How to efficiently calculate membership counts by month and group
Question:
I have to calculate in Python the number of unique active members by year, month, and group for a large dataset (N ~ 30M). Membership always starts at the beginning of the month and ends at the end of the month. Here is a very small subset of the data.
print(df.head(6))
member_id type start_date end_date
1 10 A 2021-12-01 2022-05-31
2 22 B 2022-01-01 2022-07-31
3 17 A 2022-01-01 2022-06-30
4 57 A 2022-02-02 2022-02-28
5 41 B 2022-02-02 2022-04-30
My current solution is inefficient as it relies on a for loop:
import pandas as pd
date_list = pd.date_range(
start=min(df.start_date),
end=max(df.end_date),
freq='MS'
)
members = pd.DataFrame()
for d in date_list:
df['date_filter'] = (
(d >= df.start_date)
& (d <= df.end_date)
)
grouped_members = (
df
.loc[df.date_filter]
.groupby(by='type', as_index=False)
.member_id
.nunique()
)
member_counts = pd.DataFrame(
data={'year': d.year, 'month': d.month}
index=[0]
)
member_counts = member_counts.merge(
right=grouped_members,
how='cross'
)
members = pd.concat[members, member_counts]

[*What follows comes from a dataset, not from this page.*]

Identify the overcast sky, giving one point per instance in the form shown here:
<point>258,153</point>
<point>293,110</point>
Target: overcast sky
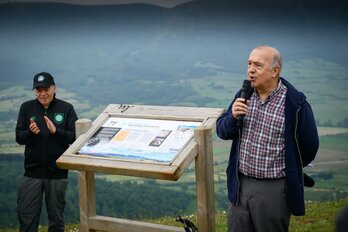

members = members.reset_index(drop=True)
It produces the following:
print(members)
year month type member_id
0 2021 12 A 1
1 2021 12 B 0
2 2022 1 A 3
3 2022 1 B 1
4 2022 2 A 3
5 2022 2 B 2
6 2022 3 A 2
7 2022 3 B 2
8 2022 4 A 2
9 2022 4 B 2
10 2022 5 A 2
11 2022 5 B 1
12 2022 6 A 1
13 2022 6 B 1
14 2022 7 A 0
15 2022 7 B 1
I’m looking for a completely vectorized solution to reduce computational time.
Answers:
You can try creating temporary column storing pd.date_range
, exploding it and then do pd.crosstab
:
df["range"] = df.apply(
lambda x: pd.date_range(x["start_date"], x["end_date"], freq="M"),
axis=1,
)
# exploding only two columns to save memory
df = (
pd.crosstab(
(x := df[["range", "type"]].explode("range"))["range"], x["type"]
)
.stack()
.to_frame("member_id")
.reset_index()
)
df["year"], df["month"] = (d := df.pop("range")).dt.year, d.dt.month
print(df[["year", "month", "type", "member_id"]])
Prints:
year month type member_id
0 2021 12 A 1
1 2021 12 B 0
2 2022 1 A 2
3 2022 1 B 1
4 2022 2 A 3
5 2022 2 B 2
6 2022 3 A 2
7 2022 3 B 2
8 2022 4 A 2
9 2022 4 B 2
10 2022 5 A 2
11 2022 5 B 1
12 2022 6 A 1
13 2022 6 B 1
14 2022 7 A 0
15 2022 7 B 1
Updated answer that avoids melt
. Maybe faster? Uses the same idea as before where we don’t actually care about member ids, we are just keeping track of start/end counts
#Create multiindexed series for reindexing later
months = pd.date_range(
start=df.start_date.min(),
end=df.end_date.max(),
freq='MS',
).to_period('M')
ind = pd.MultiIndex.from_product([df.type.unique(),months],names=['type','month'])
#push each end date to the next month
df['end_date'] += pd.DateOffset(1)
#Convert the dates to yyyy-mm
df['start_date'] = df.start_date.dt.to_period('M')
df['end_date'] = df.end_date.dt.to_period('M')
#Get cumsum counts per type/month of start and ends
gb_counts = (
df.groupby('type').agg(
start = ('start_date','value_counts'),
end = ('end_date','value_counts'),
)
.reindex(ind)
.fillna(0)
.groupby('type')
.cumsum()
.astype(int)
)
counts = (gb_counts.start-gb_counts.end).unstack()
counts
ORIGINAL
Updated answer than works unless the same member_id/group has overlapping date ranges (in which case it double-counts)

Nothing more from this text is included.